Both hospital systems are trying to influence the decision making of the U.S. Centers for Medicare & Medicaid Services. The federal agency will have the power to determine how the anticipated health care overhaul bill is implemented in regional hospital communities.

"We've been doing this a lot longer than anyone else has in the marketplace, and we've probably had more influence than anybody has in the marketplace," Berdan said when asked to compare THR's influence with Baylor's influence over CMS's decisions.

Doctors vs. hospitals

An accountable-care organization requires physicians, hospitals, therapists and home care workers to be accountable to each other for what they spend and for the results they achieve – a powerful inducement to coordinate.

North Texas physicians say they, not the hospital systems, should run accountable-care organizations. But the challenge in North Texas is that those health providers are not as integrated as the providers in other Texas cities, said Michael Darrouzet, chief executive of the Dallas County Medical Society, which represents interests of doctors.

Doctors in the Dallas-Fort Worth area tend to operate in smaller, disconnected practices, Darrouzet said.

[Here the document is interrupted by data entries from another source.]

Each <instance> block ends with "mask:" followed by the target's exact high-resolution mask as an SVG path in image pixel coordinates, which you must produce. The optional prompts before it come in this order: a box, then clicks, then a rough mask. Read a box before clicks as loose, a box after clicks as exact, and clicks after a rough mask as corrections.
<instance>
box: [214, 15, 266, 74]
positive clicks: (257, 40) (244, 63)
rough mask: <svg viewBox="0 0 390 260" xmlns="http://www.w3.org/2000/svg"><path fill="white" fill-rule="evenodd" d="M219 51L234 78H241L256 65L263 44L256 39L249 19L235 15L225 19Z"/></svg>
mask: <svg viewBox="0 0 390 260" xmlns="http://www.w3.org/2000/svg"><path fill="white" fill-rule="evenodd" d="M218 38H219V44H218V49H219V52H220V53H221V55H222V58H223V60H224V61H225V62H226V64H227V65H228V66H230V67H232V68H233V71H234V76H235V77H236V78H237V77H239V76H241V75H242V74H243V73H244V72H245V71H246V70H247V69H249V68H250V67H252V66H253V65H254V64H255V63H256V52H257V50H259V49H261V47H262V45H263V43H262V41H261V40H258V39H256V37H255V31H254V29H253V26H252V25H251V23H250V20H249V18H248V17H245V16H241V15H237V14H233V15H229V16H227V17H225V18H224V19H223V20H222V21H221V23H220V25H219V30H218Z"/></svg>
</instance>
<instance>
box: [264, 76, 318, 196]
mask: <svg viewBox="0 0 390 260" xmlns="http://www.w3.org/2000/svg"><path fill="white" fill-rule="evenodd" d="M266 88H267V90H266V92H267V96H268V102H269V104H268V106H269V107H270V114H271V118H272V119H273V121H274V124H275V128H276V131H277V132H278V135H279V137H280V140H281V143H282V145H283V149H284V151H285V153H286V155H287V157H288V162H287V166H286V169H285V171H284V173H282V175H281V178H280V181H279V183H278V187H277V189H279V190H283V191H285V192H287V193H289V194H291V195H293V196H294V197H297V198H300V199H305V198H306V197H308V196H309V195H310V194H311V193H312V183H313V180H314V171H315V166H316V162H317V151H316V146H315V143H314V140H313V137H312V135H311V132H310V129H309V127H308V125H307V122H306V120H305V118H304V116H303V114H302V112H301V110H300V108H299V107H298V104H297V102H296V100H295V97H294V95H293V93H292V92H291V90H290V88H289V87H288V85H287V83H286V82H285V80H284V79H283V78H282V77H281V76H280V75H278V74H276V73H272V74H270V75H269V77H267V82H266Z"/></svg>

Even if physicians and hospitals reach an agreement to work together, they'll need a private health insurer to help bear the risk, said Darren Rodgers, president of Blue Cross Blue Shield of Texas, the state's largest insurer. In some cases, the insurer will be expected to partner with the same hospital systems that routinely fight for better reimbursements.

As offers to back an accountable-care system begin to appear on Rodgers' desk, he'll ponder a different question.

"Should I be spending my resources with the most expensive hospital system in town, or a more reasonable one?" Rodgers asked. "If we're trying to save money, it matters."